SOURCE: [MuckRock / ACLU →]
How does commercial ALPR access bypass warrant requirements for police?
When a government agency operates its own ALPR camera, a warrant may be required for historical location data following the Carpenter v. United States (2018) ruling. But when a private company collects the same data and sells database access to law enforcement, no warrant is required — agencies simply subscribe. This is the "third-party doctrine" loophole applied at population scale: because you expose your plate to a private company's camera on a public road, the government can purchase the company's database without court authorization. Most courts have not extended Carpenter's protections to commercial ALPR subscriptions.
SOURCE: [EFF →]
What financial incentives are driving deployment — and who benefits?

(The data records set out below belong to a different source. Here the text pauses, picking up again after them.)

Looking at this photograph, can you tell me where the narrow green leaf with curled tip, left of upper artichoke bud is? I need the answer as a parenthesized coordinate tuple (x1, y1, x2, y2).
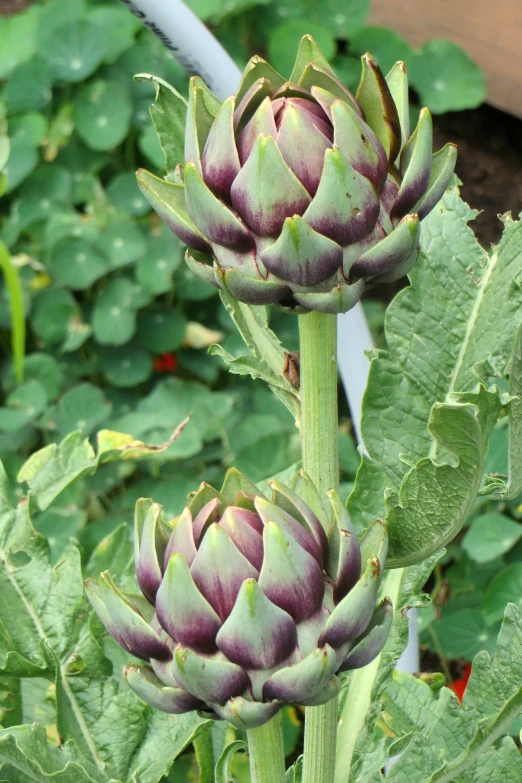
(136, 73, 187, 181)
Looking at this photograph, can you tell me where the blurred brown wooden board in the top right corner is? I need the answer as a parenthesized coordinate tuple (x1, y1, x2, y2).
(369, 0, 522, 117)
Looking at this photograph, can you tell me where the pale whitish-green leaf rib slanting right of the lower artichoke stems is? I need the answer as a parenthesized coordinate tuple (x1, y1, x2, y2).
(335, 568, 404, 783)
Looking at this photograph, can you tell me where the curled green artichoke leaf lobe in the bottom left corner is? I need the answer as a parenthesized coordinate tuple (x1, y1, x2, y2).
(0, 724, 108, 783)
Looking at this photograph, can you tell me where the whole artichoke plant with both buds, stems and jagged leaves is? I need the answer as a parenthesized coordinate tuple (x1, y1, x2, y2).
(0, 30, 522, 783)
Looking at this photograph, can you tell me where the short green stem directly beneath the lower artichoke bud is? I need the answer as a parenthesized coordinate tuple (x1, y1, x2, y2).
(247, 712, 285, 783)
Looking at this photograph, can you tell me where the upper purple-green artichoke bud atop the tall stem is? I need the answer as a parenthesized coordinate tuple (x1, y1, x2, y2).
(138, 36, 456, 313)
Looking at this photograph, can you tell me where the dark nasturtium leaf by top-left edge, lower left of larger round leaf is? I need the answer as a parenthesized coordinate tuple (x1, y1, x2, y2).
(4, 57, 52, 114)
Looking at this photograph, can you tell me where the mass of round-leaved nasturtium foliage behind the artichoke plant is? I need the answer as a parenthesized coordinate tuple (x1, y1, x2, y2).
(0, 0, 522, 781)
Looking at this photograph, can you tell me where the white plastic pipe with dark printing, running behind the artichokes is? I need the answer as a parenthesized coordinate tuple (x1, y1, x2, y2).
(121, 0, 419, 673)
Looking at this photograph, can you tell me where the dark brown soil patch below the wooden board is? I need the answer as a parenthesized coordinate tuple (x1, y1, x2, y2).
(435, 106, 522, 246)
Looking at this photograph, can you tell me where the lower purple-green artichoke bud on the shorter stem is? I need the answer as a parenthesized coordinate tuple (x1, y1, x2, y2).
(87, 469, 393, 728)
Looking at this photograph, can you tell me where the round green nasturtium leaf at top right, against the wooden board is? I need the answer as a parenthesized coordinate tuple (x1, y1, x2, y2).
(409, 41, 486, 114)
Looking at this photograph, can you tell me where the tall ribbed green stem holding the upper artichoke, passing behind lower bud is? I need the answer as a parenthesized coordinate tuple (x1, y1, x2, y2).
(299, 312, 339, 783)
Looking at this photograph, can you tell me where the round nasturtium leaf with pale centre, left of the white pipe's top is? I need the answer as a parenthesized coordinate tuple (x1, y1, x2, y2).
(44, 19, 105, 82)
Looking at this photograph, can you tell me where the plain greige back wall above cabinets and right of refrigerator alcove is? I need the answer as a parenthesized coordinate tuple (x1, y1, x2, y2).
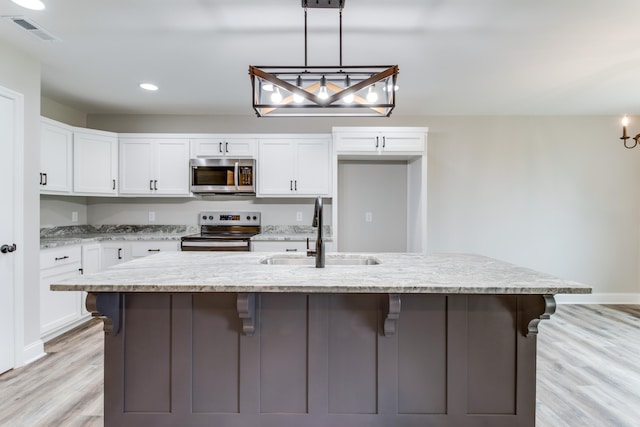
(82, 115, 640, 300)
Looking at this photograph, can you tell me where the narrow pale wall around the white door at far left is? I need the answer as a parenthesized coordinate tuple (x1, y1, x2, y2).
(0, 41, 42, 363)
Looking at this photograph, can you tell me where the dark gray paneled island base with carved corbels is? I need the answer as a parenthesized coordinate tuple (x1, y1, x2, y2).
(87, 291, 555, 427)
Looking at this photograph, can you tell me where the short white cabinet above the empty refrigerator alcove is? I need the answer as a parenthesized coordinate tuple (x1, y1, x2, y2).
(333, 127, 427, 156)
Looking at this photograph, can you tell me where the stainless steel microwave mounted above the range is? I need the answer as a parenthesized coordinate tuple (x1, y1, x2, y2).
(189, 158, 256, 195)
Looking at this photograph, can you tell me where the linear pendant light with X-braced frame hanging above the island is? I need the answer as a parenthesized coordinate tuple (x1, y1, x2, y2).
(249, 0, 398, 117)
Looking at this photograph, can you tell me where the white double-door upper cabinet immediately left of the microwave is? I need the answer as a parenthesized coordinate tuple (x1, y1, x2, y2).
(120, 137, 190, 196)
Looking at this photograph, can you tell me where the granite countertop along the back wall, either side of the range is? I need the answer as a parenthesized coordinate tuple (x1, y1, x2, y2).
(40, 225, 332, 249)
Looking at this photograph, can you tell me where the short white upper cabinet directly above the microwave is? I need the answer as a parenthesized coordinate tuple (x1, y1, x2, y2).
(191, 135, 258, 159)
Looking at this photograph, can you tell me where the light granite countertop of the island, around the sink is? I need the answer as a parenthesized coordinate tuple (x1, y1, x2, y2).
(51, 252, 591, 294)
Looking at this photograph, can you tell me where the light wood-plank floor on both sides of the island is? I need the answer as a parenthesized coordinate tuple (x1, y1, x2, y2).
(0, 305, 640, 427)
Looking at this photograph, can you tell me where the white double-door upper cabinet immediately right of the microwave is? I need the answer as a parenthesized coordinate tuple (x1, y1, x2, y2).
(257, 135, 331, 197)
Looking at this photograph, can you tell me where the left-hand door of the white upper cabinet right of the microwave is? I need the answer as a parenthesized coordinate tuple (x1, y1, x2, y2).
(258, 139, 295, 196)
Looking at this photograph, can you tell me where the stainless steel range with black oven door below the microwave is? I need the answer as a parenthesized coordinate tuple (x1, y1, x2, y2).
(180, 212, 260, 252)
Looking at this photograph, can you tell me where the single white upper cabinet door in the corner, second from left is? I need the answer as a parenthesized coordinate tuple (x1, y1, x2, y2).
(73, 132, 118, 195)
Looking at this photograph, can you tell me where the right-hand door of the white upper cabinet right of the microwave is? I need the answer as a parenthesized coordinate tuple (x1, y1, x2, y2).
(295, 139, 331, 196)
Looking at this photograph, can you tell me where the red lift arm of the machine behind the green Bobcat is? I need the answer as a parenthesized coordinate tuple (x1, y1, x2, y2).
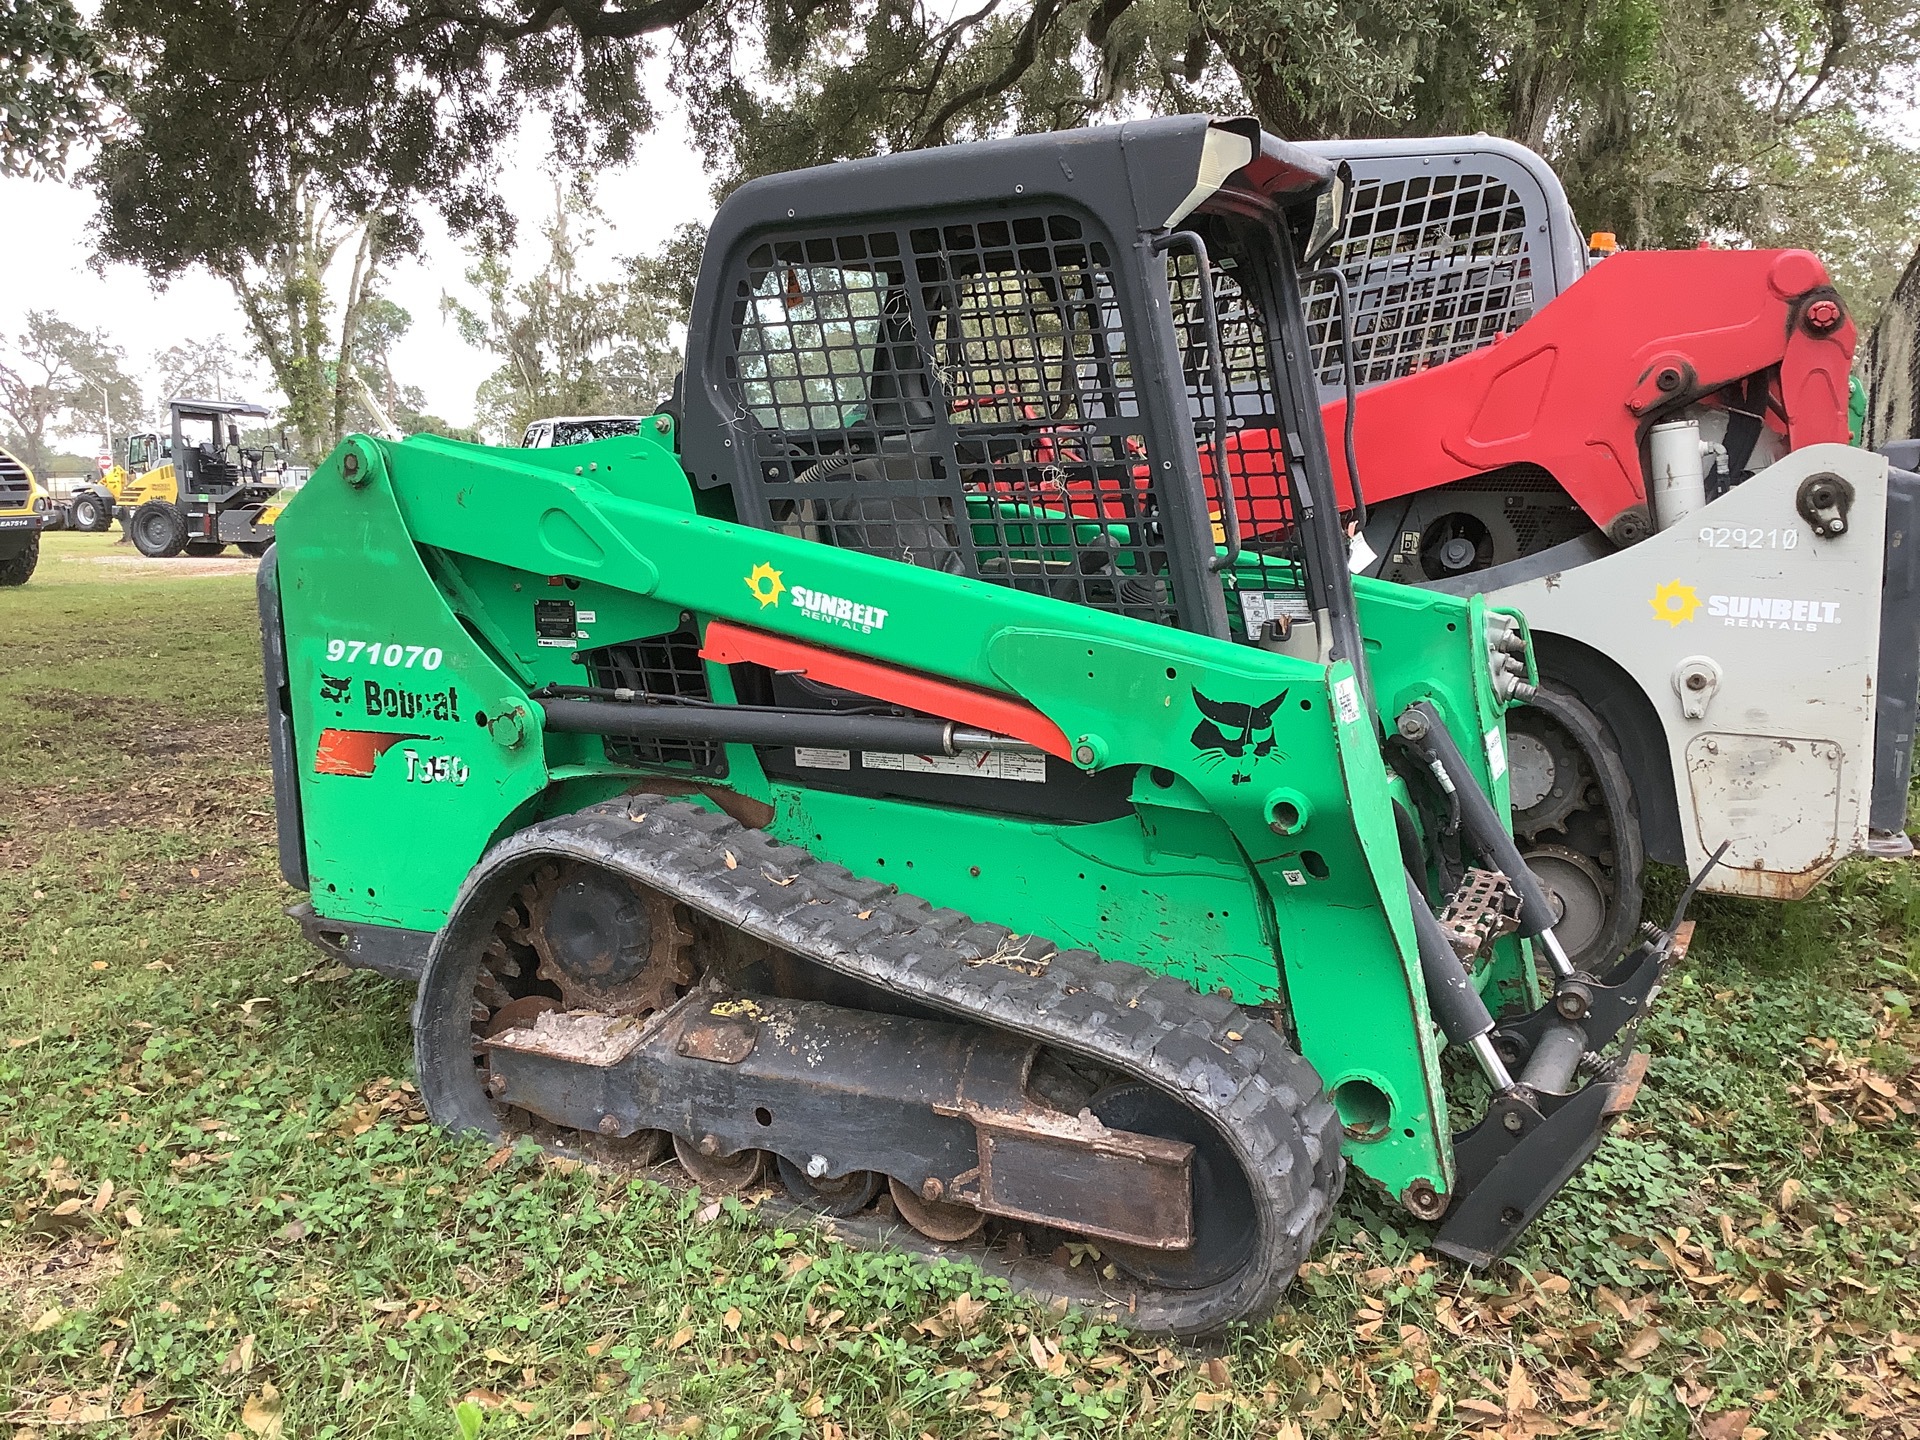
(1320, 250, 1855, 556)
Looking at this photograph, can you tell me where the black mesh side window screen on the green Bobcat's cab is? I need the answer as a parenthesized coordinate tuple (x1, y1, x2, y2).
(726, 213, 1177, 622)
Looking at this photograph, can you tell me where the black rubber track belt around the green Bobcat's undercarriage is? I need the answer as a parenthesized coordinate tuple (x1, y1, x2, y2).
(437, 795, 1344, 1334)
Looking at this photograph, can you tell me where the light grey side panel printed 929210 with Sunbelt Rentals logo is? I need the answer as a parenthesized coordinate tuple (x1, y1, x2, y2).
(1490, 445, 1887, 899)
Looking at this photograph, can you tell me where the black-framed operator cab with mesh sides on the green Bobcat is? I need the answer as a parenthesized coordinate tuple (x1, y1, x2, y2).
(684, 115, 1361, 664)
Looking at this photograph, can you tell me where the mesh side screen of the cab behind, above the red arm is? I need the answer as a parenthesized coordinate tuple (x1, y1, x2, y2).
(1306, 171, 1546, 388)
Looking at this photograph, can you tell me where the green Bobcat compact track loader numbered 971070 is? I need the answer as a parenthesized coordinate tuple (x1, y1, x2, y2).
(261, 117, 1704, 1332)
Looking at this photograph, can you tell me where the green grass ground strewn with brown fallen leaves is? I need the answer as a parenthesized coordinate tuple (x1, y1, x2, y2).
(0, 536, 1920, 1440)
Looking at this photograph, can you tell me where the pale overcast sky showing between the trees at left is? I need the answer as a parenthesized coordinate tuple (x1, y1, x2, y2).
(0, 84, 712, 453)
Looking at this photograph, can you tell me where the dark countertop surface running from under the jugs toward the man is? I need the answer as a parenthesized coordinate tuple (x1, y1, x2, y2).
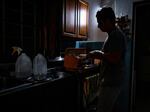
(0, 65, 99, 96)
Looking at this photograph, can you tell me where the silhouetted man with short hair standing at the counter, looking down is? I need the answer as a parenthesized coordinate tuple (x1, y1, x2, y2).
(87, 7, 126, 112)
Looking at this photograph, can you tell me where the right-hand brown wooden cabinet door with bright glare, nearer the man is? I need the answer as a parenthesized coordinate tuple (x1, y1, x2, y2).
(78, 0, 89, 38)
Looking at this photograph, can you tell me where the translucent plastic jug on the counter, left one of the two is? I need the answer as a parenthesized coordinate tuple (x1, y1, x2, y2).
(15, 53, 32, 78)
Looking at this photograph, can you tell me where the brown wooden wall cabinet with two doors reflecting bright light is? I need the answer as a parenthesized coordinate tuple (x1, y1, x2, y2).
(62, 0, 89, 39)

ALPR expansion is driven by aligned financial incentives with no countervailing force: vendors earn recurring subscription revenue from every camera deployed; police departments receive federal Homeland Security grants and JAG funds that cover camera costs; city officials face minimal political cost and can claim a "proactive public safety" initiative. The result is a self-reinforcing cycle — federal money funds local deployment, local deployment grows vendor revenue, vendor revenue funds lobbying that drives more federal grants and local sales. There is no comparable financial incentive for restraint, community oversight, or removal of cameras once deployed.